Chosen links

Links - 5th September 2021

Agile as trauma

The Agile Manifesto is an immune response on the part of programmers to bad management. The document is an expression of trauma, and its intellectual descendants continue to carry this baggage. While the Agile era has brought about remarkable advancements in project management techniques and development tools, it remains a tactical, technical, and ultimately reactionary movement. As long as Agile remains in this position it will be liable to backfire, vulnerable to the very depredations of bad management it had initially evolved to counter.

Partitioning use cases with PostgreSQL

To determine the best execution plan, Postgres makes decisions based on statistics. They are obtained from a sample of the table (the default_statistic_target which is 100 by default).

By default, postgres will collect 300 × default_statistic_target rows, that is 30 000 rows. With a table of several hundred million rows, this sample is sometimes too small.

We can drastically increase the sample size, but this approach has some drawbacks:

  • It increases the planning time

  • It makes the ANALYZE more heavy.

  • Sometimes it is not enough if the data are not well distributed. For example, if you take a few hundred thousand rows from a table with several hundred million rows, you may miss the rows that are in delivery status.

With partitioning, we could have the same sample but per partition, which allows us to increase the accuracy.

This would also be useful when we have correlated data between columns. I will take the example of orders. We have a whole year’s worth of orders: all the orders that are more than one month old are delivered, those of the last month are 90% delivered (10% are in progress).

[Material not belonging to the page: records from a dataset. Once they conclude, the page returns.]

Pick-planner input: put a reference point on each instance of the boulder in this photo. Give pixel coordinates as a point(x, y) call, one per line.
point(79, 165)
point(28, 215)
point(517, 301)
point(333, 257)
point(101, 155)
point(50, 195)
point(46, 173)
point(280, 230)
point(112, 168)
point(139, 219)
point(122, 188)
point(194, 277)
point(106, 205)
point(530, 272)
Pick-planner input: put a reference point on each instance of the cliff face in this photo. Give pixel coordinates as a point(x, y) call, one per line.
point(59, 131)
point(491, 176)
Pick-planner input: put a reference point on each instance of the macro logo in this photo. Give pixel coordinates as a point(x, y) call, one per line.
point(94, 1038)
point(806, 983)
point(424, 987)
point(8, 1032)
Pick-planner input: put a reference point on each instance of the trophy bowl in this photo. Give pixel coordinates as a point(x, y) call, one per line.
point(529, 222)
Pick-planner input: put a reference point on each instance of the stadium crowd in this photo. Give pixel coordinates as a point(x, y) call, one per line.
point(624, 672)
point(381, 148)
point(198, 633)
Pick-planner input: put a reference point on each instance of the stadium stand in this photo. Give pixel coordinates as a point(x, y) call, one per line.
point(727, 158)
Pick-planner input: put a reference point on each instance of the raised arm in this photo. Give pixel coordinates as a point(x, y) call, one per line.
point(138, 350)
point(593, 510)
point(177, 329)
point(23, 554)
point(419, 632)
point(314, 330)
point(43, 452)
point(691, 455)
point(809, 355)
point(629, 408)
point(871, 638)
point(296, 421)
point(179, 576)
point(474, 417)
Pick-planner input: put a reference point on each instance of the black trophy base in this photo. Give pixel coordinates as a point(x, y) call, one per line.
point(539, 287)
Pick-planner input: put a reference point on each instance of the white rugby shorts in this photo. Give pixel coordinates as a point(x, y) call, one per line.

Intuitively, if I look for an order in progress more than 6 months ago, I should not get any result. On the other hand, if I search for orders in progress for the last month, I should get 10% of the table. But postgres doesn’t know that, for it, the orders in progress are spread over the whole table.

With a partitioning by date, it can estimate that there are no orders in progress for deliveries of more than one month. This approach is mainly used to reduce an estimation error in an execution plan.

Devious SQL: Message Queuing Using Native PostgreSQL

Hmm, let’s think. The DELETE statement is able to return data to us as if it were a SELECT statement via the RETURNING clause, however DELETE lacks a LIMIT clause, nor can we take row locks on it explicitly. That said, we can use the USING clause to join to itself and get both limits and row locks. This gives us a final query as follows:

DELETE FROM
    queue_table
USING (
    SELECT * FROM queue_table
    LIMIT 10
    FOR UPDATE
    SKIP LOCKED
) q
WHERE q.id = queue_table.id
RETURNING queue_table.*;

We are using the self-join method of deletion here with a subquery to both lock the underlying rows being returned, as well as deleting the rows and returning all values for the set of rows as if this were an original SELECT statement.

Writing, technically

I feel like the idea that you can write software that’s so clear, that it doesn’t need any documentation, hinges upon some delusion about how clean you can make the abstractions. I think you can always fantasize about having an extremely fancy type system which would capture more of the properties. People work on type systems that capture performance characteristics so you could know some upper bound on the asymptotic complexity of the operations, just by the type signature. But that really is a fantasy. There are no realistic type systems that do a good job of this. And any type system that people use in a real language that actually is practical has quite severe limitations on its expressiveness, on how much it can tell you about what’s actually going on in the code.

If you write documentation that’s very full of examples and very detail-driven, it can be a real slog to get through. It can just be long. And there’s something lovely about documentation that just says the absolute minimal thing that an educated, or at least a particular kind of educated consumer wants in order to understand what’s going on. I often feel this way when I read the documentation about a new programming language or a new web framework or whatever. And I feel like I understand this space pretty well. If I talked to the right person, they could give me seven sentences and I would suddenly know exactly in what quadrant of the design space this thing was and how they’re approaching it. And I would immediately get a lot of knowledge very quickly and very efficiently. And it would be great for me, and for other people it would be utterly useless.